« La demande en agneau français se maintient, dans un contexte d’offre d’animaux limitée dans les exploitations », explique la note conjoncturelle du ministère de l’agriculture, publiée le 27 novembre 2020. De fait, le cours de l’agneau se chiffre en moyenne à 6,98 €/kg de carcasse au mois d’octobre, une valeur en hausse de 13 % sur un an et de presque 10 % par rapport à la moyenne quinquennale.

Abattages en net repli cet automne

En cumul sur les dix premiers mois de l’année, les abattages d’agneaux sont équivalents aux niveaux enregistrés en 2019, en nombre de têtes comme en volume. Mais l’écart se creuse ces derniers temps. En octobre, le repli des abattages est de 1,6 % en tonnes-équivalent carcasse (tec).

La baisse des abattages concernant les ovins de réforme est plus marquée encore en cette fin d’année. En volume, le repli frôle les 7 % en octobre.

Moindre recours aux importations

En parallèle, la consommation intérieure de viande ovine marque le pas. La crise sanitaire y a sa part. « Sur les neuf premiers mois de l’année, elle est en repli de 5,2 % alors que les abattages d’ovins sont quasi stables », le tout en tec, souligne la note conjoncturelle. Sur le seul mois d’octobre, la baisse de la consommation se limite à 1 % par rapport à la même période en 2019.

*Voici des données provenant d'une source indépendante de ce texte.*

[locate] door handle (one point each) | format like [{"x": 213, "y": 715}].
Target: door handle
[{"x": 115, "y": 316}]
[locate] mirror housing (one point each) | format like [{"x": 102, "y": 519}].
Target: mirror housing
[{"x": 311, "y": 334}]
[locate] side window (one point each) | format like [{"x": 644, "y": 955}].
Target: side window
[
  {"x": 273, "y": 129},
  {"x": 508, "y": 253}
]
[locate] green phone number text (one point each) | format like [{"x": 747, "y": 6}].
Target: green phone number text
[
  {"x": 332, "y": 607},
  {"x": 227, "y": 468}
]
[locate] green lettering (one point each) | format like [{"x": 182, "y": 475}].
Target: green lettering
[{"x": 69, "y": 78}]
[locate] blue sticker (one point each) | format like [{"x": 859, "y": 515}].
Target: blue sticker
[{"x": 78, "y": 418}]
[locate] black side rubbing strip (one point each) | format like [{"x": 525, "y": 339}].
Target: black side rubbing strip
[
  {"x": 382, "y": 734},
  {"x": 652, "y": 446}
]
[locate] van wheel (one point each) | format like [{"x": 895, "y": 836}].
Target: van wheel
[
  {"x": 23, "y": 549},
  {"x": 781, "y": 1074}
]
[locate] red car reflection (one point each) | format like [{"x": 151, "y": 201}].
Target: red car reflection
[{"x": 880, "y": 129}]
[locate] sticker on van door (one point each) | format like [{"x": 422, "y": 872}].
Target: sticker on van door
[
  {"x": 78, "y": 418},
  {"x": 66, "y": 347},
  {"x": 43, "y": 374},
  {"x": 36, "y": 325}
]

En conséquence, les importations de viande ovine reculent sensiblement cette année. En cumul entre janvier et septembre, elles sont en retrait de 11 % en tec. Les coupes ont principalement été opérées sur les marchés néo-zélandais, espagnol et britannique. Le repli de la production ovine depuis la rentrée a néanmoins conduit à une légère hausse des importations sur le mois de septembre (+0,5 %/2019).